In June 2025, Ajit contested his first cooperative election in nearly 40 years for the chairmanship of Malegaon Sahakari Sakhar Karkhana in Baramati, intensely campaigning with 15 rallies across six villages. He won the election in July 2025, defeating rival panels supported by both the BJP’s Chandrarao Taware and Sharad Pawar. In the 2024 Assembly election, Sharad Pawar’s supporters helped Ajit win because he had aligned with the BJP, which ruled in Delhi. The calculation was simple: if Ajit stayed in the ruling alliance, they would survive longer. Now, without Ajit, these supporters must find another patron.
Ajit’s politics descended from Sharad Pawar, who was mentored by Y.B. Chavan. This tradition traces to the Brahmin-non-Brahmin movement that Keshavrao Jedhe and Dinkarrao Javalkar built into a political force within Congress in pre-Independence India. The people around Ajit were Maratha strongmen in their districts. Many were known faces from the Maratha reservation movement of the past two decades. They wanted power for patronage to their sugar mills, dairies, other cooperative institutions. Factory owners influence local votes; farmers’ produce is sold to mills based on political affiliation. Their electorate has been anti-BJP for generations. Being with Ajit provided them a workable arrangement. Ajit understood these ground dynamics. He belonged to the system that built political empires for regional leaders in Maharashtra over decades. The new leader these district strongmen need must have two abilities: understanding their electorate and grasping their complex economics.
Chief Minister Devendra Fadnavis now has the opportunity and power to anchor these politicians and businessmen. But he faces two challenges. He is Brahmin by birth. The Maratha community, approximately 35 per cent of the state population, has been vocal against him in recent times. Fadnavis tried for ten years but a large section of the community remains beyond his influence. His second challenge: he has often miscalculated rural issues. From the farmers’ strike of 2017 to understanding multi-dimensional agrarian problems, Fadnavis failed to show command.
Deputy Chief Minister Eknath Shinde is Maratha by birth, but he is seen as an urban politician because his rise came from Thane city. He lacks deep understanding of the rural economy. The same applies to Uddhav Thackeray’s Shiv Sena leadership. Sharad Pawar is now too old and out of power. In Ajit’s faction, some leaders exist, but the leadership will unlikely go to them. His wife Sunetra Pawar is new to state politics’s intricacies. Maharashtra Congress has a range of leaders to fill this vacuum, but they lost the art of fighting from opposition. People and businessmen need confidence in a leader. An opposition leader earns that confidence by showing fighting spirit and raising issues correctly. Right now, Maharashtra Congress lacks such leadership.
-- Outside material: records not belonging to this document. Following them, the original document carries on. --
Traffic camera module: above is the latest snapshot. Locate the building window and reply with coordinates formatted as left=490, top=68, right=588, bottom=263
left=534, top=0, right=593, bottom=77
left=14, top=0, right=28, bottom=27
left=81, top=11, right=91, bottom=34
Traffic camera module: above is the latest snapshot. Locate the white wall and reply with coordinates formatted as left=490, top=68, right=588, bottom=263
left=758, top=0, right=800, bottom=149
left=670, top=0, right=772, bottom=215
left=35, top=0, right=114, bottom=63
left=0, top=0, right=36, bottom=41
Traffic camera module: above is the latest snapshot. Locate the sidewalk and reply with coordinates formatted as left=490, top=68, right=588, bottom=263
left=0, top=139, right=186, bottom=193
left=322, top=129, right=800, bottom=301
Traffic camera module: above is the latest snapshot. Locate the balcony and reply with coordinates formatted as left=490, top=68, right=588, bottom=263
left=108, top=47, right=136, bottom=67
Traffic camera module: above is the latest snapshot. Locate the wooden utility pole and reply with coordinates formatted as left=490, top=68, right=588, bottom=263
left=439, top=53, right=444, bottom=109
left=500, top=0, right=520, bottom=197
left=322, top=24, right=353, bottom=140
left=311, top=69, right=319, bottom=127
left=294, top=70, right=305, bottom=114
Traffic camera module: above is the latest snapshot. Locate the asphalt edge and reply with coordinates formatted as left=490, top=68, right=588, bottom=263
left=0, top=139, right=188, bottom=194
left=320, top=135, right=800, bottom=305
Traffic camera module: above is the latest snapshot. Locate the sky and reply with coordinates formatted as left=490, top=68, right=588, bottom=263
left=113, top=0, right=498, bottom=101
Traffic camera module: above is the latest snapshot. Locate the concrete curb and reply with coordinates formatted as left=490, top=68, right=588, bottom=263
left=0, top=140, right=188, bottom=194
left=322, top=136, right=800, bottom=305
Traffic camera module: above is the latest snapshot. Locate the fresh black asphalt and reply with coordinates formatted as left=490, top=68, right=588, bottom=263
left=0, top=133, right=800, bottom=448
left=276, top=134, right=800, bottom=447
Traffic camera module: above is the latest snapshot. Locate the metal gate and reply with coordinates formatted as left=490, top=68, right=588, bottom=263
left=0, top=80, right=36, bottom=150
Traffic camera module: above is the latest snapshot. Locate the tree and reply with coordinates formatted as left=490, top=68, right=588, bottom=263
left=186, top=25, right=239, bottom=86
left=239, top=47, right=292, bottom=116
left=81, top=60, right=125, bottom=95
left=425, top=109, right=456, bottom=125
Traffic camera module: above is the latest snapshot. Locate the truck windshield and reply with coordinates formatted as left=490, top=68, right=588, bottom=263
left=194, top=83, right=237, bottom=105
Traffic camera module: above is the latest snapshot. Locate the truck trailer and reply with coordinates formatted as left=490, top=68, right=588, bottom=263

In this situation, the ruling party gets a large share. If NCP (Ajit) or NCP (Sharad) fails to protect their flock—through merger or otherwise—the BJP will eventually absorb them. Those ideologically opposed to the BJP will try to see their future in Congress. Once the political ground shifts, money follows. The political and financial order established over 30-plus years will now begin dismantling. This may be the biggest change in Maharashtra politics in decades. Ajit’s death has altered the state’s dynamics fundamentally.